The estimated resources for Alta and Gohta remain unchanged (115-390 MMboe) for the moment while Lundin assesses the results from the Alta extended well test (well 7220/11-5S) and the Topseis survey over the Loppa High.
The Alta discovery on the Loppa High was made in Paleozoic carbonate reservoirs and a basal Triassic sandstone reservoir. Alta has a 44m oil leg beneath a significant gas cap with pressure communication over the whole structure. The oil is light with 37 degrees API.
More than 50% of the resources in Alta are within heterogeneous, karstified, vuggy and fractured carbonates. The carbonate reservoirs belong to the Ørn Formation and the Falk Formation. The Ørn Formation consists of 2 different facies: Bryozoan reef facies with good reservoir properties but unfortunately a low GRV in the oil leg. The second facies are bedded carbonates with variable porosity and permeability. The Falk Formation is 200m thick and has a large GRV. It consists of vuggy dolomite beds with porosities lower than 8%, variable permeabilities but good production rates.

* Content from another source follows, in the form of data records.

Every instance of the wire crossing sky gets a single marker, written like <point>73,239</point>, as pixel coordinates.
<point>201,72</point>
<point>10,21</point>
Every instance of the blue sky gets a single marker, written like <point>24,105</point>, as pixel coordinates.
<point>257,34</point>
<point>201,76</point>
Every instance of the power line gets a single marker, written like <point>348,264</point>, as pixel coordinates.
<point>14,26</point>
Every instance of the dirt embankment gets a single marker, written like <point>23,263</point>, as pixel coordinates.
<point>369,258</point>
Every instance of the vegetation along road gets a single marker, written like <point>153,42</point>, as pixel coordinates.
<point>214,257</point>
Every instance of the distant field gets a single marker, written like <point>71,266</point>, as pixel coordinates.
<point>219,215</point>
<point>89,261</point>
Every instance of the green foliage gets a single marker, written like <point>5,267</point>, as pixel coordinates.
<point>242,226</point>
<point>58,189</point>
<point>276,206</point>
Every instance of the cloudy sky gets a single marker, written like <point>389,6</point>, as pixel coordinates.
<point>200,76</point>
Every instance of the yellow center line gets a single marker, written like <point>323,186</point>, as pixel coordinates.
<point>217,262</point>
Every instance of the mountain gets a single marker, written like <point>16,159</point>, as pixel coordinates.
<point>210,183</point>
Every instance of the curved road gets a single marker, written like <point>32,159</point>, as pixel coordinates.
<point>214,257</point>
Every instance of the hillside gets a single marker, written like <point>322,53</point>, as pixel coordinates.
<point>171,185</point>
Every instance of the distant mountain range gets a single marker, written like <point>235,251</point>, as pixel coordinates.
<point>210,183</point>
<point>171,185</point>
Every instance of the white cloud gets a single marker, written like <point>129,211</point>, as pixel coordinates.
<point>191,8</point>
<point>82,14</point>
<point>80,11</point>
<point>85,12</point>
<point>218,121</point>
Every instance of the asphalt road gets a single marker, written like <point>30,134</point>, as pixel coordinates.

These reservoirs have been affected by karstification and fracturing. The karstification in Alta was not important for the total pore volume and resulted in poorer reservoir characteristics due to collapse breccias caused by evaporite dissolution. In Alta 3, vuggy porosity was common with even a bit drop of 2m when the drill bit entered a cave or larger cavity. The karstification is mostly seen by Lundin as a drilling challenge and an issue for the connectivity of the reservoir and thus production.
The reservoir is also moderately to densely fractured with a dominant NNE-SSW fracture direction. The flow is controlled by these fractures.
Why an extended well test?
Good production rates were seen from the DST tests done in the discovery and appraisal wells but the recovery from these heterogeneous reservoirs is very uncertain. In addition there is only a thin 44m thick oil column with potential for gas cusping and water coning during production. Therefore Lundin needed to demonstrate sustainable production before deciding to move forward with a potential development.
Well 7220/11-5S was drilled with a 700m long horizontal section normal to the fracture direction in order to mimic a production well and to drill through several reservoirs.
Mud losses are common in the Barents Sea and in carbonate wells in the Middle East. Lundin had three episodes of mud losses during drilling the horizontal well but these were well managed.
Results production test
The extended production test duration was over a period of about two months, with 30 days at a constrained rate of around 7,500 barrels of oil per day (bopd) and the second period totalling 25 flowing days of up to 18,000 bopd constrained by the surface production facilities. A total of approximately 675,000 barrels of oil was produced during the test (read also “Alta better than expected” and “Alta:extended well test”) . The second test period at high rates was to test the stability of the oil and gas contacts. There was produced some water during the second flow and a slight increase in GOR was observed but nothing unexpected. When production was stopped temporarily, pressure bounced back immediately. At the pressure gauge which was left in Alta 4, 2 km away an almost instantaneous pressure fall was measured. The results from the extensive well test were very promising and the pervasive fracture network is able to sustain stability in the flow.
Lundin will further appraise Alta later this year and will update resource estimates in 2019.